- Brenner's sister told police the he had arrived home "at the usual time" but we are never told what time that was. Given it was a Friday night, Brenner's "usual" time home would be after his weekly meeting with Betty Fuller.
- Strike puts his finger on the right answer for the wrong reasons when he speculates that Margot might have been drugged, but acknowledges that it would take many pills to do the job. We will later learn that Margaret was drugged, but via injected doughnut, not pills.
- The anecdote about Uncle Ted and the "Bennies" of the Falkland Islands war always seemed weirdly out of place. It's not a particularly funny joke, and adds nothing to the story, so the only reason I can see for it to be included is to establish that Uncle Ted was in the Falklands. Assuming he was there at the time of the combat, this would be April-June 1982. This is about a year before Charlie Bristow's death on Easter 1983.* Ted must have been back by late 1983, which is the approximate time he showed up in Brixton to threaten Shumba with a bloody nose and take the kids back to St. Mawes-- the only time we have heard of Ted and Joan insisting on taking Leda's kids, rather than waiting for her to dump them. I am still wondering if, as Ted's dementia progresses, we will learn more about this period in Strike's childhood, perhaps something related to how Ted knew the children were in Brixton and to the reason Joan wanted Strike to reconcile with Rokeby.
- I think we are supposed to see this deployment as part of Ted's army career, but the timing seems odd.

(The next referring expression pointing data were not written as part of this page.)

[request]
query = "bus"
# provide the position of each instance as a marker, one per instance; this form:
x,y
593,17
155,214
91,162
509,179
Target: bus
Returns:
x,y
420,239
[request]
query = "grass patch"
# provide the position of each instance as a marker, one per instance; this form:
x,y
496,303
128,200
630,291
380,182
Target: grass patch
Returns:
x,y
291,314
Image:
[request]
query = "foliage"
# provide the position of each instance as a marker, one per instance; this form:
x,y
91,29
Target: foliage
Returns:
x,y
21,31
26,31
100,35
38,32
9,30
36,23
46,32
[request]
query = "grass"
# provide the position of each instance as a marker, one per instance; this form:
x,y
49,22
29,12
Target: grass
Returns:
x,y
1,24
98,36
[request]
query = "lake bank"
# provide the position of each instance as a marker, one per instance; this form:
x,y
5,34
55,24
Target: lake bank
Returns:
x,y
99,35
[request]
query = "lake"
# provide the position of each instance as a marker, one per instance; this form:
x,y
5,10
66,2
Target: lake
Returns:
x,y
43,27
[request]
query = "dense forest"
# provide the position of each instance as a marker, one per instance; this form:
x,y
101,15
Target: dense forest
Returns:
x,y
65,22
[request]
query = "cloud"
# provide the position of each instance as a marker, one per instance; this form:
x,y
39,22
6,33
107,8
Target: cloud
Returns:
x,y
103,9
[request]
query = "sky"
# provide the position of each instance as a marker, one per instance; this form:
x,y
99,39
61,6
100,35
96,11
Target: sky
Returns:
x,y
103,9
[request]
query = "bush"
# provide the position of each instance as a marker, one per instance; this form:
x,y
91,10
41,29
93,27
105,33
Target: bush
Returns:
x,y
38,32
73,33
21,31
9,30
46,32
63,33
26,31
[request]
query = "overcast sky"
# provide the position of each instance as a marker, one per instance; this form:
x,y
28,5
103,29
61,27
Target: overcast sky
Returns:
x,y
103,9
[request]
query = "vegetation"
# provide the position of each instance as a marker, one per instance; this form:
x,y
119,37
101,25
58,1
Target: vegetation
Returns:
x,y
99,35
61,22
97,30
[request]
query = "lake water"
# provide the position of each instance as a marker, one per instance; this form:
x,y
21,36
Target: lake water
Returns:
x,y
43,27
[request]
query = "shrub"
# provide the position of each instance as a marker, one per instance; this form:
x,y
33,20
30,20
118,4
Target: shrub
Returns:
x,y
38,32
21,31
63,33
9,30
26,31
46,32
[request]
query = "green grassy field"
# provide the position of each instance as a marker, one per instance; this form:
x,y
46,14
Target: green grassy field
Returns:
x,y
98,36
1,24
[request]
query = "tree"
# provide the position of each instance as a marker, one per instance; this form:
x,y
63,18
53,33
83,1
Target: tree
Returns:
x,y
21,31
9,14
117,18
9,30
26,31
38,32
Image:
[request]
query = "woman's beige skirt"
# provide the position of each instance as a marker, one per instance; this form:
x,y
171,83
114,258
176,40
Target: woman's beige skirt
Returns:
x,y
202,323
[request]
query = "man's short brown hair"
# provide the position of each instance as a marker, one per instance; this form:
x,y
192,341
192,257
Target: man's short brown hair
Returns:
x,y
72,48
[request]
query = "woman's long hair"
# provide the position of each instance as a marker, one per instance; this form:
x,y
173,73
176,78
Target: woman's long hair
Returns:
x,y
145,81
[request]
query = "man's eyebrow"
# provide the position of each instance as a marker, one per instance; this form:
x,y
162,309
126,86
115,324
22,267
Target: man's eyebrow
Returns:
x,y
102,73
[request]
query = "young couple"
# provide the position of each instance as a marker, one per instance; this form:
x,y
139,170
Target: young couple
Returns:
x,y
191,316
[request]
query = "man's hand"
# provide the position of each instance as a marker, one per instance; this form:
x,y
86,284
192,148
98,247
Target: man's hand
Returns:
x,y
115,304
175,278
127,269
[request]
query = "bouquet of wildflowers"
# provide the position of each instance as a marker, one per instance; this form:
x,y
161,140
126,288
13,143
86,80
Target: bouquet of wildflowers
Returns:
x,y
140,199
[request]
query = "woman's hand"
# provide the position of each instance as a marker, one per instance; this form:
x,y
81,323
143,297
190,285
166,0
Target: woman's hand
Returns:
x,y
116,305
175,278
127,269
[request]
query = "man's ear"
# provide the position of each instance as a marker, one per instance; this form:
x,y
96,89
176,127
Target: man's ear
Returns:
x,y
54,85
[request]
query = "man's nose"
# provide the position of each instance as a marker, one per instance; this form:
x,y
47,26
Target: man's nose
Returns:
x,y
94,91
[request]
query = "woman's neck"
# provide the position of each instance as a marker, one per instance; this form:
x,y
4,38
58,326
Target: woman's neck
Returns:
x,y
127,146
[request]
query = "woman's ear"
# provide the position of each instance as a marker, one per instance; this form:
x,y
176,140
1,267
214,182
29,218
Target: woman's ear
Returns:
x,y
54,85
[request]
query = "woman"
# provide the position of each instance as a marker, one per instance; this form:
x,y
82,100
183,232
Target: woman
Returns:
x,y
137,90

Ted, we are told, is 79 in 2015, giving him a birthdate of 1936 (about 16 years older than Leda, b. 1952) and making him around 46 in 1982. Yet, later in this same book, Ted's military career is described as "that strange interlude where Ted, in revolt against his own father, had disappeared for several years into the military police." The mid-forties is an odd age to either join the service or rebel against your father, especially when it has been assumed, given that Strike does not seem to remember his Nancarrow grandparents, that they had died before Strike and Lucy began residing intermittently in St. Mawes, circa 1978. So what is Ted doing nipping off to the Falklands in 1982? Was he in the Red Cap version of the reserves?
- I think there are still many interesting Nancarrow family secrets to be uncovered when the St. Mawes house is cleared out for sale.
- Running in parallel with the them of parenting choices in this book is the theme of what happens to people, with and without children, in their old age. We have seen an ideal situation with the Gupta's: growing old together, with a comfortable income and children and grandchildren to enjoy. We see another vignette here of the 80-year-old lady celebrating her birthday, presumably with her family. The scene males Strike wonder "where he'd be if he lived to be eighty, and who'd be there with him." We'll see much less happy outcomes later with Mucky Ricci and Betty Fuller.